Eine Herzensangelegenheit war ihr stets die Präventionsarbeit. Auch hier ging sie neue Wege und stärkte die „aufsuchende Arbeit“ und baute die ambulante, heimatnahe Versorgung für die Kreise Kleve und Wesel weiter aus.

Die Kinder – und Jugendpsychiatrie hat sich während ihrer beruflichen Tätigkeit zu einer hoch qualifizierten Klinik für Psychiatrie und Psychotherapie im Kinder- und Jugendbereich entwickelt, die Wert auf gute und enge Zusammenarbeit mit der Jugendhilfe, den Haus- und Kinderärzt*innen und weiteren Kooperationspartnern legt.

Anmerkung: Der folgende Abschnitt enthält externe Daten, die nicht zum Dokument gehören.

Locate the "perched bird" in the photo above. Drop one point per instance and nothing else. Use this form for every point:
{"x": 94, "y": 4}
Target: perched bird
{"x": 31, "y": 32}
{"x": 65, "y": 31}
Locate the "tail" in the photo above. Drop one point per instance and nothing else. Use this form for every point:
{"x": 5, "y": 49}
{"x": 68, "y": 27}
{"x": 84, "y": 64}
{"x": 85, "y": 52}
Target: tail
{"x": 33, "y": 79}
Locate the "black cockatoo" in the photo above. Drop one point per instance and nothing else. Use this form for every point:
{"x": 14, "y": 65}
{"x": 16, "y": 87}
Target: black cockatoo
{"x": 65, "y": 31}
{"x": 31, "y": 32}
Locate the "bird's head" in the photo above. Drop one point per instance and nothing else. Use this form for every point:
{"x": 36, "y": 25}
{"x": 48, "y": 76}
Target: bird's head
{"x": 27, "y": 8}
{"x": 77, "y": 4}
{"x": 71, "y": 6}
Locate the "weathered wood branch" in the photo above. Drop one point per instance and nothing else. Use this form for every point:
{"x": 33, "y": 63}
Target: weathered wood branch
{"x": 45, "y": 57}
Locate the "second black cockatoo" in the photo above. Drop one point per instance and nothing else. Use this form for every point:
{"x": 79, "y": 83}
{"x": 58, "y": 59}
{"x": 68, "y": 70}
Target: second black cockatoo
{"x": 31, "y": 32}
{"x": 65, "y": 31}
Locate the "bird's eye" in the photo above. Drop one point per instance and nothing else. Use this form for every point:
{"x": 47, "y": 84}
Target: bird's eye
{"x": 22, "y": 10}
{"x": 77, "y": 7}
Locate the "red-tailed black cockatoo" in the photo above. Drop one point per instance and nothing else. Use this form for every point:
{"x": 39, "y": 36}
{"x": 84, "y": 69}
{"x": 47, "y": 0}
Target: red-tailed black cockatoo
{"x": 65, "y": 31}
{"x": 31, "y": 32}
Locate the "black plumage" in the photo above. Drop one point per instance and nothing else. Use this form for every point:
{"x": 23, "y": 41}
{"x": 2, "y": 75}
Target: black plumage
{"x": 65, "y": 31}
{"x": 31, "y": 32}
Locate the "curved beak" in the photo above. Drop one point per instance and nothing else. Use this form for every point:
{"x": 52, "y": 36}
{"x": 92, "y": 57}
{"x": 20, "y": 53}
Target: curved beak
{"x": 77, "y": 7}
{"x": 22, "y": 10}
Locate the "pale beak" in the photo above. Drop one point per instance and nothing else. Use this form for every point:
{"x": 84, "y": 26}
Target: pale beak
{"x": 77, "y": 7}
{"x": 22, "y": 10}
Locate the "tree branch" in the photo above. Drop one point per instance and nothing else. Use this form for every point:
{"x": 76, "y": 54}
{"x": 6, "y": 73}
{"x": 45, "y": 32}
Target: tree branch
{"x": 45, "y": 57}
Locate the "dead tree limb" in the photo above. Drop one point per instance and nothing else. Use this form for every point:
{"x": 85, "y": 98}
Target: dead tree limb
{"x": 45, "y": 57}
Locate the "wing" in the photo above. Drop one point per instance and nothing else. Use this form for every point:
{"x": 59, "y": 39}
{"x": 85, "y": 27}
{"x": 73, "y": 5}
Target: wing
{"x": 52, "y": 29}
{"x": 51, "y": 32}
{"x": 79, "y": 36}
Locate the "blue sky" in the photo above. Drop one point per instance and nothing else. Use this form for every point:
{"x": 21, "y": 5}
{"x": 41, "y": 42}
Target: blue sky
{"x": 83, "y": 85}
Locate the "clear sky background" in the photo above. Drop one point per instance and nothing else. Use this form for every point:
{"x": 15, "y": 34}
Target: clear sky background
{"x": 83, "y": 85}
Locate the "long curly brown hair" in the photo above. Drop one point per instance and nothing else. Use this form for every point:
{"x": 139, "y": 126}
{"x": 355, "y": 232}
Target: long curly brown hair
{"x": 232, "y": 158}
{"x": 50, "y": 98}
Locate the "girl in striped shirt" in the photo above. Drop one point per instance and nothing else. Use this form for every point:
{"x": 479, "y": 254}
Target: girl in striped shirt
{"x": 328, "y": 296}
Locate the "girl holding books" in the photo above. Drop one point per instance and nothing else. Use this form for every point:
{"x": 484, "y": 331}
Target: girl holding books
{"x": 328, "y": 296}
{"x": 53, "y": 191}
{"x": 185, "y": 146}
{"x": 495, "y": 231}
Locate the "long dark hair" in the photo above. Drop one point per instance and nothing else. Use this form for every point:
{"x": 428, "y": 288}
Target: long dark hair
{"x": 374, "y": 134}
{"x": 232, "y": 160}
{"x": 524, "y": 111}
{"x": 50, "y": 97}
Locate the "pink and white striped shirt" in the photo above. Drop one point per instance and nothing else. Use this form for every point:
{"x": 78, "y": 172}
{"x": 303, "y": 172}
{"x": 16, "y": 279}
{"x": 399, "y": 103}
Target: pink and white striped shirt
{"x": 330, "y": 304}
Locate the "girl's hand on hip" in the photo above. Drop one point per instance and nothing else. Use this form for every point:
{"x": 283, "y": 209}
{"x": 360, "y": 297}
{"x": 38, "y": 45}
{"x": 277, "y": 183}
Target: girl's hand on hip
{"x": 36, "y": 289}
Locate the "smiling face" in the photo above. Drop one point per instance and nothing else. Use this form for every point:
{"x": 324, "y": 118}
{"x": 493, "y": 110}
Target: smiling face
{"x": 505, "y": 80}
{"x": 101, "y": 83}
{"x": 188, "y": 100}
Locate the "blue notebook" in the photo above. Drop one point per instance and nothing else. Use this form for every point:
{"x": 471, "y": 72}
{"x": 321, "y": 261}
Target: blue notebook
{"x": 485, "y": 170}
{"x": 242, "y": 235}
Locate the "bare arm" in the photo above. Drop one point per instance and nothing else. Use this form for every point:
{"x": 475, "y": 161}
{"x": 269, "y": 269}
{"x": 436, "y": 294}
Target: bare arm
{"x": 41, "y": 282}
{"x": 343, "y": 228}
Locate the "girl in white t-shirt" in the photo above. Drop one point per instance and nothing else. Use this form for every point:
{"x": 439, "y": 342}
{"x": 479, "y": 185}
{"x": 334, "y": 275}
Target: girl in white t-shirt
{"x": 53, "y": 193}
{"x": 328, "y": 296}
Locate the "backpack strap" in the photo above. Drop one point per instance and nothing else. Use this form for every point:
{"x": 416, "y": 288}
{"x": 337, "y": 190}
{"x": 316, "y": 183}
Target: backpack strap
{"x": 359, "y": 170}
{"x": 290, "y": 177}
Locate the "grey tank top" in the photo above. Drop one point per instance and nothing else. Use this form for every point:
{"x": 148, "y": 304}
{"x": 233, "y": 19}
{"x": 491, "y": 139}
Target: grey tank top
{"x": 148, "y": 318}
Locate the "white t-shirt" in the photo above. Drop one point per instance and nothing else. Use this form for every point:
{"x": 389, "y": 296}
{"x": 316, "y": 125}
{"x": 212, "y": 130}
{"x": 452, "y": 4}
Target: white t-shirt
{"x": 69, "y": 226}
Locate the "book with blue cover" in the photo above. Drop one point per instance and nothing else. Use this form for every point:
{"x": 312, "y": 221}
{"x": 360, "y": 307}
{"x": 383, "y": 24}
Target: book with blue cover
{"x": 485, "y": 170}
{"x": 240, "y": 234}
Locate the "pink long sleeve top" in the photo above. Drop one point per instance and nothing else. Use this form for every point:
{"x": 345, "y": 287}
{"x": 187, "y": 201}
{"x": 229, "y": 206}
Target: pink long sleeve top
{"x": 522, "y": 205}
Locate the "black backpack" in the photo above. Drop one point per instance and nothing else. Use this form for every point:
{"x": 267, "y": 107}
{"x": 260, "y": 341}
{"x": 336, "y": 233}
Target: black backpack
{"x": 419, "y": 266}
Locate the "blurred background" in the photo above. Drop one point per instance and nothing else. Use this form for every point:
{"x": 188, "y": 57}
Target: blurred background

So hat Frau Dr. Kirsch sich, mit viel Engagement, zur Verbesserung der fachlichen Behandlungsqualität auch in Krisensituationen für die Etablierung eines eigenen Kinder- und jugendpsychiatrischen 24-Stunden-Notdienstes eingesetzt. In ihrer langjährigen Tätigkeit in verschiedenen Leitungspositionen erwarb sie sich vielfältige Kompetenzen und ein breites Fachwissen, das sie im Sinne der Patientinnen und Patienten anwendete und an ihr Team weitergegeben hat. Auf flache Hierarchien bedacht, war sie selber immer wieder auch in der Akutversorgung der Kinder- und Jugendlichen an vorderster Front tätig.

„Ich habe das Gefühlt mit dem hier arbeitenden motivierten und kreativen Team in den zurückliegenden Jahren viel bewegt und verbessert zu haben,“ erklärte sie sichtlich stolz auf ihrer Verabschiedung als Chefärztin, zu der sich viele Mitarbeitenden, Wegbegleiter und das Lehrerteam der LVR-Paul-Moor-Schule allerhand Überraschendes für die beliebte Ärztin hatten einfallen lassen.

„Darauf dürfen wir uns aber nicht ausruhen, denn es gibt immer wieder noch etwas zu ändern und zu optimieren,“ davon ist Dr. Kirsch nach wie vor überzeugt. Und deshalb war die enthusiastische Ärztin auch über ihren eigentlichen Ruhestand hinaus noch weiter, stundenreduziert für die LVR-Klinik Bedburg-Hau tätig, allerdings am Standort Geldern. Damit ist jetzt aber endgültig Schluss, denn nun tritt sie in ihren wohlverdienten Ruhestand.

Privat wird sie damit mehr Zeit für ihre Familie haben und vor allem ihre Enkel in der Schweiz besuchen können. „Das sind die schönen Seiten des Abschieds von einer verantwortungsvollen Leitungsposition, die mir immer sehr viel Spaß gemacht hat,“ erklärte sie am Ende ihrer Dienstzeit, die mit vielen lebendigen Erinnerungen verbunden bleiben wird.

Ihre Position hat sie seit April schon erfolgreich in die Hände ihrer Nachfolgerin Beate Linnemann übergeben.